We've written about the Sheepdogs plenty of times during their lead up towards last year's excellent, Future Nostalgia
. We even premiered the lyric video for "Downtown" last July (spoiler alert: it's still awesome)
. Today, the Saskatchewan natives dropped their music video for "I'm Gonna Be Myself," and perhaps more than any other retro rock band working today, they get what it is folks loved about the 60s and 70s.
Nostalgia is in right now period. The indie pop space is defined by bands who want to make the best Tears for Fears/INXS/Talk Talk track that never actually existed. 80s pop has been the driving creative force of indie pop for five years now...for better and for worse. On the good end of the equation, we have bands like CHVRCHES and Passion Pit and (at least on their recent singles) the 1975 and Carly Rae Jepsen working in genres that have been left alone for a while to craft something new and meaningful, and they use that established familiarity to make a comforting invitation. The bad end of the equation are the host of copycat bands which are content to simply ape. They don't give anything interesting back.
And that's the pop space. Rock as a genre is almost totally dead at the commercial level. Think about the bands that we traditionally think of as the big commercial rock bands of the last 16 years. I can only really name three: the Killers, Maroon 5, and Coldplay. The last of those two bands haven't been rock bands since their first record (although maybe you could make an argument for Coldplay having two rock records). They're pop bands, and god bless the Killers, but they haven't released an essential album since Sam's Town
in 2006. There are plenty of great rock bands, but they're almost all in the alternative/indie spaces.
But what about those bands. Jack White embraces blues and garage, but I wouldn't call him a retro act. Same with the Arctic Monkekys. They've got some classic Stones-esque sleaze rock, but they aren't especially retro either. And this list can go on for a while. Tame Impala obviously love John Lennon and Pink Floyd but there's nothing nostalgic about Lonerism
. The Hold Steady are the world's biggest The Who/Bruce Springsteen/The Replacement fans, but they aren't retro rockers. The Sheepdogs undoubtedly are, and that's more than just alright. It's pretty damn great.

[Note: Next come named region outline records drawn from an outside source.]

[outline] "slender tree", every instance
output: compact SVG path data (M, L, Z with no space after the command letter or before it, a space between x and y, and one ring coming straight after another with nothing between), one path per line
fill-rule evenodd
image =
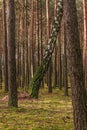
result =
M6 1L3 0L3 44L4 44L4 80L5 91L8 91L8 49L7 49L7 24L6 24Z
M78 32L76 0L64 0L64 15L72 89L74 130L87 130L86 93Z
M83 65L85 74L85 87L87 89L87 0L83 0L83 15L84 15Z
M8 0L8 85L9 85L9 107L17 107L17 85L16 85L16 59L15 59L15 7L14 0Z
M43 61L41 65L38 67L38 69L36 70L35 75L31 82L31 87L32 87L31 97L38 98L40 84L44 74L47 72L47 68L55 47L58 31L60 29L62 13L63 13L62 0L59 0L59 2L57 3L57 14L53 23L51 35L49 37L48 46L43 56Z

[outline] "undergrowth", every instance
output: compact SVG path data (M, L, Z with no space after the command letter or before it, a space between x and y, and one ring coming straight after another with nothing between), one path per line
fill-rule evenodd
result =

The Sheepdogs are a contemporary distillation of everything folks love about 1960s/70s hippie rock but in a forward thinking, contemporary context. It's hard to hear something like "Downtown" or "I"m Gonna Be Myself" and not immediately think of the Grateful Dead or The Band or other long-hairs from the era whose music was designed with getting high and dancing in a field in mind. And that's great. People have loved that sort of music for 50 years now and I'm pretty sure we'll love it for 50 more.
One of my least favorite trends of contemporary music journalism is that we're always asking about which bands are pushing the envelope the furthest. And that's an important question. Innovation is necessary for growth. But bands that do something great in an established form deserve credit to. Spoon have barely altered their sound since their debut as a band 20+ years ago, but I'm not sure if Britt Daniel is capable of writing a bad song. It's the same with the National. There's a band that has perfected the notion of "variations on a theme." And with the Sheepdogs, they've found their metier -- rollicking, Southern fried and pot-tinged rock & roll (even if they're from the Great White North). So if you grew up with as much of a classic rock obsession as I did, why haven't you been bumping Future Nostalgia
on repeat since last year? You're behind the times.